Restoring a backup will overwrite your current Infrahub data. Create a safety backup before proceeding if you need to preserve any recent changes.
High availability (CloudNativePG)
If your deployment uses a CloudNativePG HA PostgreSQL cluster, the restore process automatically detects and targets the primary pod. No special configuration is needed. See the Kubernetes backup guide for details on supported HA operators.
Prerequisites
Before restoring:
- A backup file stored in S3-compatible storage
- The backup was created from the same Infrahub edition (Community or Enterprise)
- Access to modify Helm values for your Infrahub deployment
- S3 credentials with read access to the backup bucket
Step 1: Identify the backup to restore
List available backups in your S3 bucket:
# AWS S3
aws s3 ls s3://my-infrahub-backups/
# MinIO
mc ls myminio/my-infrahub-backups/
Note the exact filename of the backup you want to restore, for example:
infrahub_backup_20250120_020000.tar.gz
Verify backup metadata
Before restoring, verify the backup is compatible:
# Download and inspect metadata
aws s3 cp s3://my-infrahub-backups/infrahub_backup_20250120_020000.tar.gz ./
tar -xzOf infrahub_backup_20250120_020000.tar.gz backup_information.json | jq '.'
Check that:
neo4j_editionmatches your current deploymentinfrahub_versionis compatible with your target versioncomponentsincludes the data you need to restore
Step 2: Configure S3 source
Create or verify the S3 credentials secret exists:
kubectl create secret generic backup-s3-credentials \
--namespace infrahub \
--from-literal=AWS_ACCESS_KEY_ID=your-access-key \
--from-literal=AWS_SECRET_ACCESS_KEY=your-secret-key
Step 3: Configure the restore Job
- Via Infrahub Helm Chart (Recommended)
- Standalone Chart
Add the restore configuration to your Infrahub Helm values:
# values.yaml for Infrahub Helm chart
infrahub-backup:
enabled: true
# Disable backup during restore
backup:
enabled: false
# Enable restore
restore:
enabled: true
s3:
bucket: "my-infrahub-backups"
key: "infrahub_backup_20250120_020000.tar.gz"

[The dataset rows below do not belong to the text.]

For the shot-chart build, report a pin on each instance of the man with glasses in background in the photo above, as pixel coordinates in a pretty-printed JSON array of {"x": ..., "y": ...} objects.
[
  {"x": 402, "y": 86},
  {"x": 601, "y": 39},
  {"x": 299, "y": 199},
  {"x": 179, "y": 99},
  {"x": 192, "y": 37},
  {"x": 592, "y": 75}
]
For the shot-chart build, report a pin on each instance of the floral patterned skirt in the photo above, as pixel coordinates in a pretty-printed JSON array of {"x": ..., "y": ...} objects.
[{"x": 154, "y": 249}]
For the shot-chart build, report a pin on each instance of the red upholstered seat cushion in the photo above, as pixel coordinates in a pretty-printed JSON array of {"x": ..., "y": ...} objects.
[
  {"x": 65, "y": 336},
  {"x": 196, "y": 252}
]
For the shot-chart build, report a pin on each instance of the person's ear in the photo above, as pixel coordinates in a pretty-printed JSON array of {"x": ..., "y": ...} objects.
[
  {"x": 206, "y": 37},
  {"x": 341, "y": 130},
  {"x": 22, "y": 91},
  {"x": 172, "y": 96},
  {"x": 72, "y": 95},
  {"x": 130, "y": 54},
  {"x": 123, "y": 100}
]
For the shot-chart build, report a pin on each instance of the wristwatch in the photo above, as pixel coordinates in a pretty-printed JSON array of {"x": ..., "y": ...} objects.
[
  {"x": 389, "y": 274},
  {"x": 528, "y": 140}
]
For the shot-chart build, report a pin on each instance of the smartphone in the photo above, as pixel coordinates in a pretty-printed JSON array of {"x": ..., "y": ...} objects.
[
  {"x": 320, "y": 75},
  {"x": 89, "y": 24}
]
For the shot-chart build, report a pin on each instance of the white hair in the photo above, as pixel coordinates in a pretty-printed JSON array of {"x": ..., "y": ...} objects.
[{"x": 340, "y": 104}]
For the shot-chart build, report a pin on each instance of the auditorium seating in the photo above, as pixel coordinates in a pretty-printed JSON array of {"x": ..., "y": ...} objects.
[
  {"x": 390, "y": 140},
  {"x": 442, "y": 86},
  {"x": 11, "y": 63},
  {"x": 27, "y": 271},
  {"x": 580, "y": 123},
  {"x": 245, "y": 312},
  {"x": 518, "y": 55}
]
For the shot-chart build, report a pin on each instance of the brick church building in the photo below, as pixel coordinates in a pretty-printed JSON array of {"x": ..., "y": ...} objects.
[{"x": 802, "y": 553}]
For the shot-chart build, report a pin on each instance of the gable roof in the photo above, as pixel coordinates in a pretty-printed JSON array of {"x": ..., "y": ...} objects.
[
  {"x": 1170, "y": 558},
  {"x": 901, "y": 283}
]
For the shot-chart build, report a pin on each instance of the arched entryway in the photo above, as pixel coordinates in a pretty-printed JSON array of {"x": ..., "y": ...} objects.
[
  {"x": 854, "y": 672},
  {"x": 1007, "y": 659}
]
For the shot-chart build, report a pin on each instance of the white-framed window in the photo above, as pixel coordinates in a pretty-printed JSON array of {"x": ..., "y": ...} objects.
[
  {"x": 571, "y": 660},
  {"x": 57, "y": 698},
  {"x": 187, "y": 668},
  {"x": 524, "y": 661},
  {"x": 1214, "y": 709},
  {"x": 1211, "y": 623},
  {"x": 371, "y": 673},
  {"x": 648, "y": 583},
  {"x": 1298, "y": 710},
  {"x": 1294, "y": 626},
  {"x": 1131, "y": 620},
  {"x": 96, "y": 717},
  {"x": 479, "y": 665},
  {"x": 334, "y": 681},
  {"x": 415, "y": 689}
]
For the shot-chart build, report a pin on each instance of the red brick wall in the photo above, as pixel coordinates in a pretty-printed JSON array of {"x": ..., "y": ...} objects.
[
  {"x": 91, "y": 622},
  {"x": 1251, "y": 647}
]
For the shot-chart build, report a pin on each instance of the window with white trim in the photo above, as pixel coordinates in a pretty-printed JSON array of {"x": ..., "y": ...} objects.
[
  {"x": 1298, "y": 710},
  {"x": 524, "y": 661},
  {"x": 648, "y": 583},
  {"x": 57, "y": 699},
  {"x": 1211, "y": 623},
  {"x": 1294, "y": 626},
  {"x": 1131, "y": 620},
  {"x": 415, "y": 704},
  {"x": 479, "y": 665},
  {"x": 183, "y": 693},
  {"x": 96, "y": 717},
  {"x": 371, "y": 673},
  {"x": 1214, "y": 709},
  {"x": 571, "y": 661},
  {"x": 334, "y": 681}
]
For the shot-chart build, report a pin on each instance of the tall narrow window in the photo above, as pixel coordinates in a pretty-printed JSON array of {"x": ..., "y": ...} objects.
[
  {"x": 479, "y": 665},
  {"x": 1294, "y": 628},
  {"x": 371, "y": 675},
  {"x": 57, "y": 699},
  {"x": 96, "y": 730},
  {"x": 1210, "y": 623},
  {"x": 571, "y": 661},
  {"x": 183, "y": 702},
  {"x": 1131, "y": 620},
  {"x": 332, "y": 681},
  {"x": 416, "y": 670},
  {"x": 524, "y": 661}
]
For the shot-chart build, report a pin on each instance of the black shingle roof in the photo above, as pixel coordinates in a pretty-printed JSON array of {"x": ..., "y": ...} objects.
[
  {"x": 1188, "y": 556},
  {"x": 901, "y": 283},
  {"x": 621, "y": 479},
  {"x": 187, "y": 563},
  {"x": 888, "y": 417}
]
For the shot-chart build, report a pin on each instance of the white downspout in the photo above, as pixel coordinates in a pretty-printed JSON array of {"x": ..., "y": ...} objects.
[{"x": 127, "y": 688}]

endpoint: "https://s3.amazonaws.com"
region: "us-east-1"
secretName: "backup-s3-credentials"
Create a values file for the restore operation:
# restore-values.yaml
backup:
enabled: false
restore:
enabled: true
s3:
bucket: "my-infrahub-backups"
key: "infrahub_backup_20250120_020000.tar.gz"
endpoint: "https://s3.amazonaws.com"
region: "us-east-1"
secretName: "backup-s3-credentials"
Step 4: Deploy the restore Job
The restore process will stop Infrahub services temporarily. Plan for downtime during the restore operation.
- Via Infrahub Helm Chart
- Standalone Chart
Update your Infrahub Helm release:
helm upgrade infrahub oci://registry.opsmill.io/opsmill/chart/infrahub \
--namespace infrahub \
--values values.yaml
Install or upgrade the chart with restore enabled:
helm upgrade --install infrahub-backup oci://registry.opsmill.io/opsmill/chart/infrahub-backup \
--namespace infrahub \
--values restore-values.yaml
Step 5: Monitor restore progress
Watch the restore Job
# Check Job status
kubectl get job -n infrahub -l app.kubernetes.io/name=infrahub-backup
# Watch pod status
kubectl get pods -n infrahub -l app.kubernetes.io/name=infrahub-backup -w
View restore logs
# Stream logs from the restore pod
kubectl logs -n infrahub -l app.kubernetes.io/name=infrahub-backup -f
Expected output for a successful restore:
INFO[0000] Starting restore process...
INFO[0001] Downloading backup from S3: s3://my-infrahub-backups/infrahub_backup_20250120_020000.tar.gz
INFO[0010] Download completed (1.5GB)
INFO[0010] Extracting backup archive...
INFO[0012] Validating backup metadata...
INFO[0012] Backup ID: 20250120_020000
INFO[0012] Infrahub version: 0.15.0
INFO[0012] Components: database, task-manager-db
INFO[0013] Validating checksums...
INFO[0015] All checksums valid
INFO[0015] Stopping Infrahub services...
INFO[0020] Wiping transient data (cache, message-queue)...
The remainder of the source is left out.